Freshman Logan Joiner (6-foot, 245 pounds) will plug the gaps at defensive tackle. Baroudi will anchor the linebacking crew and Jones will go both ways, playing cornerback on the right side of the field.
When you boil it down, Walkersville strips football down to its purest form: Pound the rock, possess the ball and play a mean defense. At first sight, likeminded pieces appear to be in place once again for the Lions to fit that description.
“I think we can get in the same mold of all the Walkersville football teams: Power run, control the ball, no penalties, no turnovers, play great defense,” Polce said. “Defense and running game don’t really ever go out of style.”
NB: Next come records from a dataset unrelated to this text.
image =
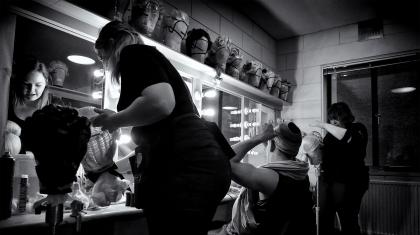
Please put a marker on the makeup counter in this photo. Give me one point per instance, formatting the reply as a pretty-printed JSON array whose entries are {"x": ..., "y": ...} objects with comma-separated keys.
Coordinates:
[{"x": 59, "y": 29}]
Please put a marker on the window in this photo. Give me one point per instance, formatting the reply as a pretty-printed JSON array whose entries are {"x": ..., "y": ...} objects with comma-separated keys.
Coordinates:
[{"x": 383, "y": 95}]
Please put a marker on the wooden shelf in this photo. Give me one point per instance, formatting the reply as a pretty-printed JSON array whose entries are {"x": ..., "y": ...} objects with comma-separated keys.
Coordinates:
[
  {"x": 85, "y": 24},
  {"x": 73, "y": 95}
]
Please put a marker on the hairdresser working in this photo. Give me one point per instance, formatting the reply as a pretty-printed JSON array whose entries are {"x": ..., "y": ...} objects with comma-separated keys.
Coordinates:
[
  {"x": 345, "y": 177},
  {"x": 276, "y": 198},
  {"x": 188, "y": 173}
]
At the moment, Walkersville’s 38-man roster consists of 10 sophomores, the most since 2015, when 11 of 39 players were sophomores. That season ended in an unexpected trip to the 2A state title game.
“In 2015 we were thinking five [wins] and we ended up with 11. So, who knows,” Polce said. “We have a long way to go. If somebody told me in 2015 we’d end up in the state finals, I would have told them you’re crazy. … Who knows.”
“I think the foundation is laid. Now the guys know how to do it. So, I’m hoping — everybody says [give us] three years — hopefully, that’s just a building block and these guys can pick up and continue [to win]. The tradition is set. You just have to keep moving forward.”